Le Conseil constitutionnel a rendu, le 26 juin 2015, une décision sur la conformité à la Constitution de l’article 208 C ter du code général des impôts. Une société contestait des cotisations supplémentaires d’impôt sur les sociétés portant sur des plus-values latentes constatées lors de l’exercice clos en l’année 2007.
Le litige portait sur les modalités de réintégration et de liquidation de ces gains pour les entreprises ayant opté pour le régime des investissements immobiliers. La requérante soutenait que le dispositif créait une rupture d’égalité injustifiée par rapport aux gains constatés lors de l’entrée initiale dans ce régime fiscal.
Le juge constitutionnel devait déterminer si la différence de règles de liquidation entre les plus-values initiales et ultérieures méconnaissait les principes d’égalité et de garantie. Les sages déclarent les dispositions conformes, estimant que l’étalement de l’imposition ne fait pas peser une charge excessive sur les contribuables ayant exercé l’option.

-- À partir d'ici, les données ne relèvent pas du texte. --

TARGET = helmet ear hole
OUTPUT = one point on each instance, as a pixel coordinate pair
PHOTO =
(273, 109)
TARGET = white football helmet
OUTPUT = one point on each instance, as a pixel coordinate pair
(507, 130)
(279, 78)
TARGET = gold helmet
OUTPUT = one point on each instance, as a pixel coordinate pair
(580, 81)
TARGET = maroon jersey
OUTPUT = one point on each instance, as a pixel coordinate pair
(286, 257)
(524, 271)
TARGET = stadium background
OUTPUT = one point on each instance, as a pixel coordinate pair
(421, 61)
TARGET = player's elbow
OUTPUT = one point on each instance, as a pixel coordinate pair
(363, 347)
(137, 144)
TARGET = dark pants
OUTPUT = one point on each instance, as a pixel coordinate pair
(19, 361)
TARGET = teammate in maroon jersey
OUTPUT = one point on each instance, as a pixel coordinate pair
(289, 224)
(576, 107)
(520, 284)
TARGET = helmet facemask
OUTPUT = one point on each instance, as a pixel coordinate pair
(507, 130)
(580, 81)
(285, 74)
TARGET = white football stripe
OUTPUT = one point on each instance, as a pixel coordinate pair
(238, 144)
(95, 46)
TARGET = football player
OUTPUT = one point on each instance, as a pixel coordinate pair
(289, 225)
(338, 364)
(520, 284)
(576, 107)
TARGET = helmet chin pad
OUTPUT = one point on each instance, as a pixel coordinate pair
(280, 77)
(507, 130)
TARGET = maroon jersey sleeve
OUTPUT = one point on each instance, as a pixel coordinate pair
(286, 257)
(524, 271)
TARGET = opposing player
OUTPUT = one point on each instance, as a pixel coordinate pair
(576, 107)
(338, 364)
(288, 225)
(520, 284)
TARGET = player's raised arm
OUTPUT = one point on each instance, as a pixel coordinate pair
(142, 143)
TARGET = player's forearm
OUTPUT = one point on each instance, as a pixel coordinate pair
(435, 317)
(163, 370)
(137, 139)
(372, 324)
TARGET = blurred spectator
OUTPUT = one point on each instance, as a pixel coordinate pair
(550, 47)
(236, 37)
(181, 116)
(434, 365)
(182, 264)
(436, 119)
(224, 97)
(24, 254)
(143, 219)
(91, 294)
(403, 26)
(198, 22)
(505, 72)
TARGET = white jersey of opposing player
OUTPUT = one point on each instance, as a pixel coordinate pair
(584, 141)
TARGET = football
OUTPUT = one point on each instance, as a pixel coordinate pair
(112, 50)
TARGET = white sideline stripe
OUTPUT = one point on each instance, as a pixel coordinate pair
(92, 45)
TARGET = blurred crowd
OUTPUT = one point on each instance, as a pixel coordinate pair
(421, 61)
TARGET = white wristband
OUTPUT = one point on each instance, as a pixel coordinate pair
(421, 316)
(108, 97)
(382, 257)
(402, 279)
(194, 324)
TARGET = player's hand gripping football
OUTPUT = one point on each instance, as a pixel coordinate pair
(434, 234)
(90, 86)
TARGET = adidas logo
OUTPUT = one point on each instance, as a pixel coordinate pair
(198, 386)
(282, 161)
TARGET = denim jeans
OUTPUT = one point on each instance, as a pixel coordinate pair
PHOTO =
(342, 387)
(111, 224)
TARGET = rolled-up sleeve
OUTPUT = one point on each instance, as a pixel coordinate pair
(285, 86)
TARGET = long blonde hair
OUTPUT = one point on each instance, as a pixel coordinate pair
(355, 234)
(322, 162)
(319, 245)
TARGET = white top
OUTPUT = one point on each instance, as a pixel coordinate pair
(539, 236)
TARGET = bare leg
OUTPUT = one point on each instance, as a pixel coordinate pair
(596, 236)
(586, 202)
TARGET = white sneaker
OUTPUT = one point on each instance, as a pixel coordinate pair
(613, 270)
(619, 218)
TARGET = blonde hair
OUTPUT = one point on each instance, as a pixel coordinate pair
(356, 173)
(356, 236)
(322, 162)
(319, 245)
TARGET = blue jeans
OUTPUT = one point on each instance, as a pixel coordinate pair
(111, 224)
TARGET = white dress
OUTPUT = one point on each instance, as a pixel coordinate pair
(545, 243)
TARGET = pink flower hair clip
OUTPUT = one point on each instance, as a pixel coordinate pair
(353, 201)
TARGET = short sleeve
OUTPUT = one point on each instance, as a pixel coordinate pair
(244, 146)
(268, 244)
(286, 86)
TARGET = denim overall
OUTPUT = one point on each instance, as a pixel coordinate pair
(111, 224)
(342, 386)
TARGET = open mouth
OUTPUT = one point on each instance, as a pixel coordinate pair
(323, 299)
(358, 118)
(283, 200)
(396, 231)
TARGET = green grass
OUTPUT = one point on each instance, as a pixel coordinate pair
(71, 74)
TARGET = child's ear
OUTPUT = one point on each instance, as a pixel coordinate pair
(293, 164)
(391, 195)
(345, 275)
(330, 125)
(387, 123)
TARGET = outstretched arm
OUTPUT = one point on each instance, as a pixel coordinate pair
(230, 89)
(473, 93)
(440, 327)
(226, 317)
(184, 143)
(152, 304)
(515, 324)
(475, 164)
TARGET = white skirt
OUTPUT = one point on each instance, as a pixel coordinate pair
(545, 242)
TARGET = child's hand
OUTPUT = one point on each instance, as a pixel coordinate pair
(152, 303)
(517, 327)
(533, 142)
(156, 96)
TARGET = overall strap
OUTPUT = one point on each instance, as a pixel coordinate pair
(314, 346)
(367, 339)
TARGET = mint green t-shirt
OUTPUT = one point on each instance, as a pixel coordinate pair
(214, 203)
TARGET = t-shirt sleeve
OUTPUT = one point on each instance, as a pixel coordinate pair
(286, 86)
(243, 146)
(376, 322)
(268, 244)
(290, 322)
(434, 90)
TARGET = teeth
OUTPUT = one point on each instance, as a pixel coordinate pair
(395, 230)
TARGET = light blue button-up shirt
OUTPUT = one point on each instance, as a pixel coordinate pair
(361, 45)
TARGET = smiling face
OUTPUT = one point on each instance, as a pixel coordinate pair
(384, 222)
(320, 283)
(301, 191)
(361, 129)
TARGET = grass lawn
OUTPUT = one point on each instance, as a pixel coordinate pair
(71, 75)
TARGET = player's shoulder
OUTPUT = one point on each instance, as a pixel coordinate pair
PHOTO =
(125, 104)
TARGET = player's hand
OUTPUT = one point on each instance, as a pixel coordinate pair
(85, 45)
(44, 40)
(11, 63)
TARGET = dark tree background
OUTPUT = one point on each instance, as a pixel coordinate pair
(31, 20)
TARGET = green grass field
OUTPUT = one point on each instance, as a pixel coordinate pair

L’analyse de cette décision suppose d’étudier la reconnaissance d’une différence de situation justifiant un traitement fiscal distinct avant d’envisager la préservation de l’équilibre constitutionnel.
**I. La reconnaissance d’une différence de situation justifiant un traitement fiscal distinct**
**A. La spécificité de l’exercice initial de l’option fiscale**
Le régime des sociétés d’investissements immobiliers cotées permet une exonération d’impôt sous réserve du respect de certaines conditions et sur une option ayant un caractère irrévocable. L’article 208 C du code général des impôts prévoit que cette option « provoque l’imposition immédiate des plus-values latentes afférentes aux actifs » dont les revenus seront exonérés.
Dans ce cadre précis, l’impôt est « immédiatement liquidé, dans son ensemble, au taux réduit » applicable lors de la clôture de l’exercice correspondant au fait générateur. Cette stabilité du taux lors de l’entrée dans le régime offre une visibilité fiscale nécessaire aux opérateurs décidant de se soumettre à des obligations spécifiques.
Cette particularité du régime initial se distingue toutefois des événements survenant en cours d’exploitation qui font l’objet de règles de liquidation et de réintégration fiscales spécifiques.
**B. La légitimité de l’incitation aux restructurations immobilières**
Les dispositions contestées de l’article 208 C ter concernent les actifs devenant éligibles à l’exonération postérieurement à l’exercice de l’option par la société commerciale concernée. Le législateur a prévu que la réintégration de ces plus-values latentes soit « effectuée par parts égales sur une période de quatre ans » au résultat fiscal.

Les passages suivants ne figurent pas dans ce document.